Okay, there’s more: In “Stand Up” There’s a Funny People Live” special from Comedy Central (42 min.) with footage of the performers doing their bits, and some of the artists they turned to for advice, including Maria Bamford and Brian Poeshn. Then there’s George/Sandler’s set from the MySpace show (8 min.), and Randy/Ansari (6 min.) and Ira/Rogen’s sets (7 min.) at The Improv. “From the Archives” offers performances by Adam, Judd and Seth early on in their careers (27 min.), and “The Films of George Simmons” offers clips from five of his movies (7 min.). There’s also five prank calls Sandler and Apatow did in 1990 (18 min.), which is followed by the very mature Apatow and Sandler on the Charlie Rose show (57 min.).

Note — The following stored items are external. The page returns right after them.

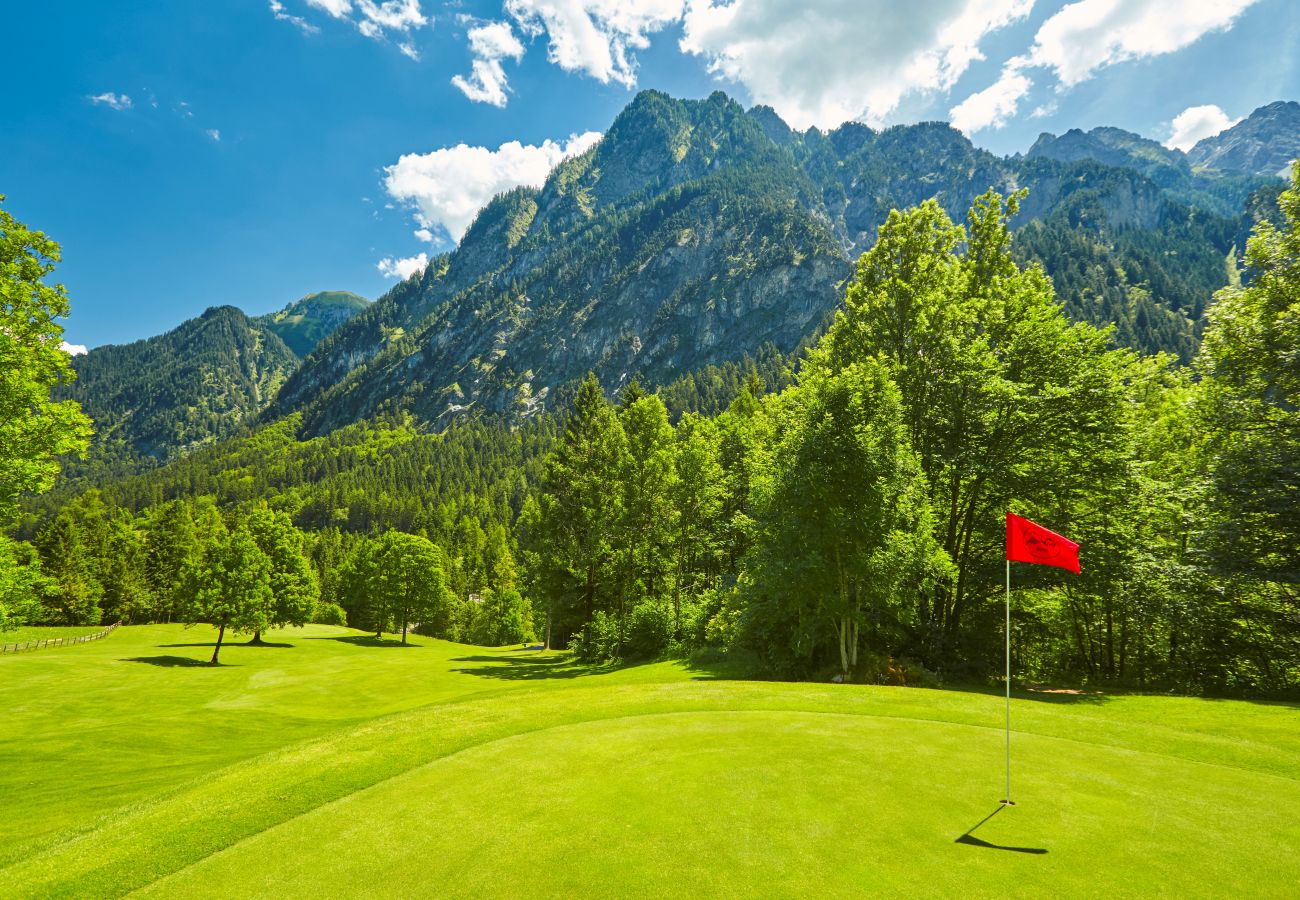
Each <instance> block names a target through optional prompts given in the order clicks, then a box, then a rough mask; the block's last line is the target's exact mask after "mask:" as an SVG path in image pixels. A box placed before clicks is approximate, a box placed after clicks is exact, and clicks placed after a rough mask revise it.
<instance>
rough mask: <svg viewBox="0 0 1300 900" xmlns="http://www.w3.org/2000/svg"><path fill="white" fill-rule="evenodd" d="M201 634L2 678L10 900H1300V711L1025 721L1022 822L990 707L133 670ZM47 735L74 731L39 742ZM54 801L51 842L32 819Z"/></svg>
mask: <svg viewBox="0 0 1300 900" xmlns="http://www.w3.org/2000/svg"><path fill="white" fill-rule="evenodd" d="M194 635H195V631H190V632H182V631H179V629H177V628H170V627H157V628H127V629H120V631H118V632H116V633H114V635H112V636H109V637H108V639H105V640H104V641H100V642H98V644H94V645H86V646H82V648H75V649H73V650H69V652H66V653H65V652H64V650H53V652H51V653H52V654H56V655H60V657H61V658H64V659H68V661H72V658H73V657H74V655H77V657H78V661H77V665H69V666H60V665H56V663H55V661H53V659H51V661H47V662H44V663H39V659H38V657H39V655H42V654H31V655H30V657H26V658H23V661H22V665H13V661H8V662H6V661H0V696H3V697H4V700H5V702H6V706H5V709H10V708H12V706H10V705H9V704H13V702H16V701H18V698H19V697H22V698H26V697H31V702H32V704H35V705H22V704H19V706H18V709H17V713H16V714H13V715H8V717H5V719H4V721H3V722H0V741H3V743H0V822H3V825H0V828H3V830H4V834H3V840H4V844H3V847H4V848H5V849H4V851H0V852H3V853H4V857H3V858H4V861H6V862H8V864H9V865H8V867H5V869H0V895H3V896H16V895H17V896H22V895H51V893H88V895H104V893H108V895H113V893H123V892H126V891H130V890H138V888H144V890H146V893H151V895H155V896H208V895H212V896H216V895H218V893H220V895H226V896H229V895H234V896H242V895H263V896H351V895H357V893H365V895H389V896H409V895H437V896H472V895H473V896H485V895H486V896H491V895H510V896H536V895H541V896H572V895H601V896H627V895H638V896H646V895H653V896H658V895H677V896H684V895H690V896H698V895H748V896H759V895H762V896H772V895H775V896H794V895H807V893H810V892H811V893H816V895H819V896H848V895H862V893H863V892H884V893H906V895H923V896H953V895H992V893H1000V895H1002V893H1011V895H1026V896H1043V895H1067V896H1075V895H1089V896H1091V895H1101V893H1123V895H1134V893H1164V895H1170V896H1173V895H1178V896H1190V895H1191V896H1222V895H1252V896H1286V895H1288V893H1291V892H1292V891H1294V887H1295V884H1297V883H1300V858H1297V857H1300V854H1297V853H1296V848H1300V817H1296V814H1295V810H1296V809H1297V808H1300V709H1296V708H1295V706H1287V705H1268V704H1245V702H1216V701H1201V700H1190V698H1169V697H1114V698H1096V697H1091V698H1074V697H1060V696H1049V697H1043V696H1037V697H1034V698H1030V697H1028V696H1027V697H1024V698H1018V700H1017V701H1015V702H1014V710H1013V717H1014V727H1015V735H1014V750H1015V760H1017V780H1015V784H1014V786H1013V789H1014V793H1015V796H1017V801H1018V805H1017V806H1014V808H1009V809H1004V810H1001V812H996V814H993V815H992V818H987V817H988V815H989V814H991V813H995V810H997V809H998V806H997V800H998V799H1000V797H1001V793H1002V771H1001V760H1002V734H1001V731H1000V726H1001V701H1000V698H997V697H991V696H987V695H982V693H967V692H957V691H919V689H898V688H863V687H850V685H820V684H781V683H761V682H729V680H711V678H710V675H711V674H710V672H708V671H698V670H690V668H689V667H685V666H682V665H677V663H658V665H653V666H640V667H632V668H624V670H617V671H612V672H598V674H593V672H589V671H586V670H584V668H582V667H580V666H573V665H571V663H568V662H565V661H564V659H563V658H556V657H545V655H541V654H537V653H523V652H517V650H484V649H481V648H465V646H456V645H450V644H443V642H438V641H425V640H424V639H416V640H417V644H419V645H417V646H415V648H407V649H400V648H393V646H387V645H385V646H367V645H365V639H357V637H356V636H355V632H346V631H344V629H326V628H313V629H311V631H309V632H307V633H296V635H292V636H285V635H279V633H277V635H276V636H273V637H272V640H274V641H278V642H289V644H294V646H292V648H242V646H233V648H230V655H229V658H227V662H230V663H231V665H230V666H229V667H222V668H214V670H213V668H207V667H198V666H190V665H185V663H174V665H166V663H140V662H127V661H129V659H133V658H136V657H144V658H148V657H155V655H156V657H173V655H174V657H178V658H187V659H200V658H204V657H205V655H207V653H205V652H207V648H165V646H160V645H161V644H166V642H179V641H178V639H181V640H183V639H186V637H192V636H194ZM339 639H343V640H339ZM92 646H94V648H98V649H95V650H91V649H90V648H92ZM112 646H116V650H114V652H107V650H108V649H109V648H112ZM226 653H227V652H226V650H224V652H222V657H224V658H226ZM92 654H94V655H92ZM18 658H19V657H16V659H18ZM38 663H39V665H38ZM322 682H324V684H322ZM51 706H55V708H57V709H59V710H61V713H62V714H61V715H59V717H52V718H57V719H61V724H62V727H61V728H56V727H55V723H53V722H43V721H42V719H48V718H51V717H43V715H42V710H45V709H48V708H51ZM160 741H161V744H162V745H164V747H165V748H166V749H160V748H159V747H156V744H159V743H160ZM32 748H38V750H39V752H34V750H32ZM42 754H43V756H42ZM59 769H65V770H66V774H61V773H60V771H57V770H59ZM52 770H53V771H52ZM47 775H48V776H49V778H52V779H53V783H47ZM25 795H26V796H25ZM36 796H40V797H45V799H44V800H42V801H39V802H40V804H43V805H39V806H38V809H39V812H38V813H36V814H26V815H16V813H17V812H18V810H19V809H22V808H23V806H25V805H26V804H27V801H29V800H31V799H32V797H36ZM16 818H17V819H19V821H14V819H16ZM985 819H987V821H985ZM982 821H983V823H982ZM972 827H974V831H972V832H970V834H967V832H969V831H970V830H971V828H972ZM962 835H967V836H966V838H963V839H962V840H961V841H959V840H958V839H959V838H962ZM1015 848H1019V849H1021V851H1026V852H1017V849H1015ZM1027 851H1035V852H1027Z"/></svg>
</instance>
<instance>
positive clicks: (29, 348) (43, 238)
mask: <svg viewBox="0 0 1300 900" xmlns="http://www.w3.org/2000/svg"><path fill="white" fill-rule="evenodd" d="M3 200H4V196H3V195H0V202H3ZM57 261H59V245H57V243H55V242H53V241H51V239H49V238H47V237H45V235H44V234H42V233H40V232H32V230H30V229H29V228H27V226H26V225H23V224H22V222H19V221H17V220H14V218H13V216H10V215H9V213H8V212H6V211H4V209H0V520H6V519H9V518H10V516H12V515H13V512H14V510H16V507H17V502H18V497H21V496H22V494H23V493H29V492H42V490H48V489H49V486H51V485H52V484H53V481H55V476H56V475H57V473H59V457H61V455H65V454H82V453H85V450H86V446H87V442H88V440H90V430H91V425H90V419H87V417H86V416H85V415H83V414H82V411H81V407H79V406H78V404H77V403H74V402H72V401H62V402H59V403H56V402H52V401H51V399H49V391H51V389H52V388H55V386H56V385H59V384H65V382H69V381H72V380H73V378H74V377H75V373H74V372H73V369H72V365H70V364H69V356H68V354H66V352H65V351H64V350H62V341H61V338H62V333H64V329H62V328H61V326H60V325H59V323H57V321H56V320H57V319H60V317H62V316H66V315H68V311H69V304H68V294H66V293H65V291H64V286H62V285H49V284H45V277H47V276H48V274H49V273H51V272H52V271H53V268H55V263H57Z"/></svg>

There’s also a behind the scenes and five clips from the TV show inside the movie “Yo Teach” (21 min.). “Kids on the Loose: The Sequel” (5 min.) gives Judd’s kids their spotlight, “ADR Line-o-rama” (3 min.) offers more off-screen jokes, then there’s “George in Love (2 min.), which are outtakes from George having sex with groupies. The disc is finished off by the film’s trailer. This means if you include the commentary there is over ten hours of supplementary features and over eight of just footage alone, making it twelve hours plus of viewing from film to end. That’s a long wade, but there’s a lot of great stuff in here, and it’s fun to make your way through.